I grabbed groceries before coming home to cook myself an asparagus omelette. Watched an episode of Sons of Anarchy, bummed around online, did some writing - just had a nice lazy day. Then i headed out to basketball.
I was all full of energy when i arrived because i'd spent the trip listening to an album that always makes me happy. Joking around on the court before we started, i kept breaking into dance. The cold weather does that, somehow, turns me into a tap-dancing penguin. We started playing and within minutes my finger copped a loose ball right on the tip. I breathed the pain away and just let out a quiet "fuck" (we're not supposed to swear on the court). I knew i'd done the same thing as last November but i kept playing anyway because we only had 6 players. At halftime i taped my finger, but ripped it off after a few minutes because it was making me useless on the court. During a time-out i took two Motrin, but it was too late. I finished the game with tears in my eyes and a stint full of missed shots.

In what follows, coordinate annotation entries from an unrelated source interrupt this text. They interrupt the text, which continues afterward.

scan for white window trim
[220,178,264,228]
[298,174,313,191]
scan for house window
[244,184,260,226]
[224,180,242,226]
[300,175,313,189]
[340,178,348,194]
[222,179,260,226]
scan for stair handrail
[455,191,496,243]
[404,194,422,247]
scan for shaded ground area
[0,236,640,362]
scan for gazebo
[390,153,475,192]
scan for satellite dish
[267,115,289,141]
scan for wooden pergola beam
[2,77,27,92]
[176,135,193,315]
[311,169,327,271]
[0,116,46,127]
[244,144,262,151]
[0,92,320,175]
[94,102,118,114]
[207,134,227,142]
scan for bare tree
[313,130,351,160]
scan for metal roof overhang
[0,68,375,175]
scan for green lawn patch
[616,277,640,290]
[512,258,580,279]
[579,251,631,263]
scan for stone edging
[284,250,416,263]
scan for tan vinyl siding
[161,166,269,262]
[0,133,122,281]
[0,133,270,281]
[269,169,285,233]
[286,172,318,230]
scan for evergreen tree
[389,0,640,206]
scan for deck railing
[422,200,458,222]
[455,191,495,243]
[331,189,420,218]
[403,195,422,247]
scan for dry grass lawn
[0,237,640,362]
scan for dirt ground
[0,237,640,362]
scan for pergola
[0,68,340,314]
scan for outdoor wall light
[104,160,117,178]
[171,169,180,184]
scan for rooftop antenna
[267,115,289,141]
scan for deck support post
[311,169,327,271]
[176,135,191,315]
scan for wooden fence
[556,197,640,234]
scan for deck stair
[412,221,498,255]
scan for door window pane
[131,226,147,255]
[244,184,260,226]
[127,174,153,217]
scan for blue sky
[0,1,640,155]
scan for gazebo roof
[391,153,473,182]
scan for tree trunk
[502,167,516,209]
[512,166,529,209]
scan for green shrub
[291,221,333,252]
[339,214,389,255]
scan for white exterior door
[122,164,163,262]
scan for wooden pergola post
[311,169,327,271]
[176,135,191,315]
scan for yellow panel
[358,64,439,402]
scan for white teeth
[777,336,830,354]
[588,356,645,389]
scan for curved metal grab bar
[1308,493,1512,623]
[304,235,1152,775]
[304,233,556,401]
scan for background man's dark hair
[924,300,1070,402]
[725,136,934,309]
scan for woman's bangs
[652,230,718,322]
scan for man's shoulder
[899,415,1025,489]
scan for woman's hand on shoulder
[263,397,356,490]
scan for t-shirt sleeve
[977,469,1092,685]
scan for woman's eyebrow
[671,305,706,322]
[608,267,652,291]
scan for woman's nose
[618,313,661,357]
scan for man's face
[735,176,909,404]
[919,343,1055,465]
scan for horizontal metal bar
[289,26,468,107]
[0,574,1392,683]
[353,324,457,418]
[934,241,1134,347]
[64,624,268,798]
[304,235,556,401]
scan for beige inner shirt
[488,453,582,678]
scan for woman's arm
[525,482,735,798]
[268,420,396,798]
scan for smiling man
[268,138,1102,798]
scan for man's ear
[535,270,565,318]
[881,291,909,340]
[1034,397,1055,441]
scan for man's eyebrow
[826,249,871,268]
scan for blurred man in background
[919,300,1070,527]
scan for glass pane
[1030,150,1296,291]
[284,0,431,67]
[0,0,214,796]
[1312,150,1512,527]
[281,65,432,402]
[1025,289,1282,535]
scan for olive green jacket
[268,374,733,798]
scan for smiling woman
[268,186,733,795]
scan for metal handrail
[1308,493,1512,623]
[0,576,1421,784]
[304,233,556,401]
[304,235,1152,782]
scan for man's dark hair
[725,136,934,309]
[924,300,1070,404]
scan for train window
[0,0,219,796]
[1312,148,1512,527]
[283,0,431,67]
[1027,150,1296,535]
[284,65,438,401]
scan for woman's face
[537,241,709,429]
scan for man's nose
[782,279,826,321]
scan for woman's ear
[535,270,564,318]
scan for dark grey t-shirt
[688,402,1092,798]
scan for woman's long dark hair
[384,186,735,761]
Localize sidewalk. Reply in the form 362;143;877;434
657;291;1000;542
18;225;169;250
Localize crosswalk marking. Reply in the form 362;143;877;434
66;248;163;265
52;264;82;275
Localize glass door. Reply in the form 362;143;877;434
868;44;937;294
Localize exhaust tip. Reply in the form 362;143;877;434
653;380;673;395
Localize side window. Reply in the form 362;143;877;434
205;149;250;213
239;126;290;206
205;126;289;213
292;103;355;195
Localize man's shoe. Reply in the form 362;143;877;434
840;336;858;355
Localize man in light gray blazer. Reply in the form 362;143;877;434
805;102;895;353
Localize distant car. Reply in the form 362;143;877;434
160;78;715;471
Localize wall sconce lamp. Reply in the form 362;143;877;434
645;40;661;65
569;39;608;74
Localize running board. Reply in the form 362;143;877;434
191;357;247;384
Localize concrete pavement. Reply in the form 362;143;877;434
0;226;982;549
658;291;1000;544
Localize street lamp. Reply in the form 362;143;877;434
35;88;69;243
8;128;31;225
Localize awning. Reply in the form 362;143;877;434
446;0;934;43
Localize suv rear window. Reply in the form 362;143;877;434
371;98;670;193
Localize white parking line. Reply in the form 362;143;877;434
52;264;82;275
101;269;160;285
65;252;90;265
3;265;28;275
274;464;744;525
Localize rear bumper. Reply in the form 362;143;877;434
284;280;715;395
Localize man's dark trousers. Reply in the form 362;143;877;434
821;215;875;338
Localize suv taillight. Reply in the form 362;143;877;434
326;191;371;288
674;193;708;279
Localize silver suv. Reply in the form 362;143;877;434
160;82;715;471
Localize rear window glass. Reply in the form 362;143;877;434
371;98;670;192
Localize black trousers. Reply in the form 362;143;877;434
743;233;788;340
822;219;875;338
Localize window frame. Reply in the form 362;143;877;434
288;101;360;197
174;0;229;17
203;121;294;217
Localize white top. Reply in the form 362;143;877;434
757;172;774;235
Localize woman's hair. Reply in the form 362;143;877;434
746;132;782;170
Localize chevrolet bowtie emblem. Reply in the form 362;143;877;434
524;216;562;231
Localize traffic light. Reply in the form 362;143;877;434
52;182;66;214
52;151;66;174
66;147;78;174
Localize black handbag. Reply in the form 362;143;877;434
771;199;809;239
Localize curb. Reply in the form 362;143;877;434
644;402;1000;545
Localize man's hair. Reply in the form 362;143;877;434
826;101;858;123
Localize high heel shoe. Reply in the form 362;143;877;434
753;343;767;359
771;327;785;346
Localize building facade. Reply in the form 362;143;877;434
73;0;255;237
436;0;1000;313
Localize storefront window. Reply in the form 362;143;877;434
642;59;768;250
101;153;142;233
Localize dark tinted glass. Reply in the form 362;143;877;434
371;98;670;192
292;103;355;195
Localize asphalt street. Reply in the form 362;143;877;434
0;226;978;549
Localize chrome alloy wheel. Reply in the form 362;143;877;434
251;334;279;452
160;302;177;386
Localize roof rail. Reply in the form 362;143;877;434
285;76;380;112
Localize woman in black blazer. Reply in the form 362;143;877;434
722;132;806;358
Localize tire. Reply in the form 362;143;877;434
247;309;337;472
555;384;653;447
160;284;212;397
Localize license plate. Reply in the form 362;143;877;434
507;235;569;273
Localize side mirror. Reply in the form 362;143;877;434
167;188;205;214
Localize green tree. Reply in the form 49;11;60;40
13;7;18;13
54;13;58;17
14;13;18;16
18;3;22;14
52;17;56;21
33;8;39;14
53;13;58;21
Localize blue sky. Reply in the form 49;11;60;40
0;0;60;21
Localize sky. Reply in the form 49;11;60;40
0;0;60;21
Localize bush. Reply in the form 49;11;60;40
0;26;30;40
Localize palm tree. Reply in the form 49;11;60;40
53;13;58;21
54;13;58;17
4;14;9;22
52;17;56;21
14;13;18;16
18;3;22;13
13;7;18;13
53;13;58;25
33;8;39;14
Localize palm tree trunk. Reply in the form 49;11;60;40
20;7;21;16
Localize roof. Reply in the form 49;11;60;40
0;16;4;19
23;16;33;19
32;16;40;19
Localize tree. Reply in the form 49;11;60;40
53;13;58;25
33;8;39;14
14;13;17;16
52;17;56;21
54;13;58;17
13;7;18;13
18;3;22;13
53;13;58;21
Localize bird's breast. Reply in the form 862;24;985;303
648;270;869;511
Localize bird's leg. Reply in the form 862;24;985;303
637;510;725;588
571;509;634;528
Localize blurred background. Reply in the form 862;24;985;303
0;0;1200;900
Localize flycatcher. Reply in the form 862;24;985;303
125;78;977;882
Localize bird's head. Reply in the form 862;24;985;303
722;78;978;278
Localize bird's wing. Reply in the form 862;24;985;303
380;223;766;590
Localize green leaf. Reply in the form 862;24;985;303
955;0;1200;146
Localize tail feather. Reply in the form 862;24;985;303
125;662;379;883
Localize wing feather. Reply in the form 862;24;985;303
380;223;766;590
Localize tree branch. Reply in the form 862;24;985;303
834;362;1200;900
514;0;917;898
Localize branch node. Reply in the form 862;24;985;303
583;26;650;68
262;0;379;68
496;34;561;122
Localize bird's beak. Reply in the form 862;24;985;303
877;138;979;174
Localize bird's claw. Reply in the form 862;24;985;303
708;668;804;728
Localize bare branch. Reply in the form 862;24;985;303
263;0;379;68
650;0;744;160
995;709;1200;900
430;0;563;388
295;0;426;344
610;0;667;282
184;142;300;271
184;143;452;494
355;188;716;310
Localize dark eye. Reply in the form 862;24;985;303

Of course J is working late tonight so after i got home i had to cook dinner before i could do my rest, ice and elevation. Le sigh. My neua pad krapow was good, though, damnit. And Zombieland was a funny distraction. But now i am hurting again.
I love playing basketball but i wonder if it's just not right for me any more, or at least not in these scrappy all-girl leagues. I've been boxing three times a week for the last six months and the worst injuries i've gotten are busted knuckles and bruised forearms. I've only played about 10 games of basketball and aside from these two finger injuries i've also been scratched up by chicks who don't cut their nails and stomped on by girls who don't know where they're putting they're putting their feet. It's getting ridiculous.
I wonder if i could get the same pleasure i do from basketball from some other pursuit, something that doesn't keep leaving me injured. What i love about basketball is the flow, the freedom of movement and the elegance. When i make a cool play i feel like a dancer. Boxing has a certain elegance too, but the precision always ends in a crunch - it feels more like a scattered collection of very tiny perfect movements. I can't really describe the feeling of taking the ball inside and pivoting to hit a jumper or making a lay-up and drawing the foul. The game makes me so happy, but i don't think happy enough to risk injuries that screw up all the other activities i love doing. So what now?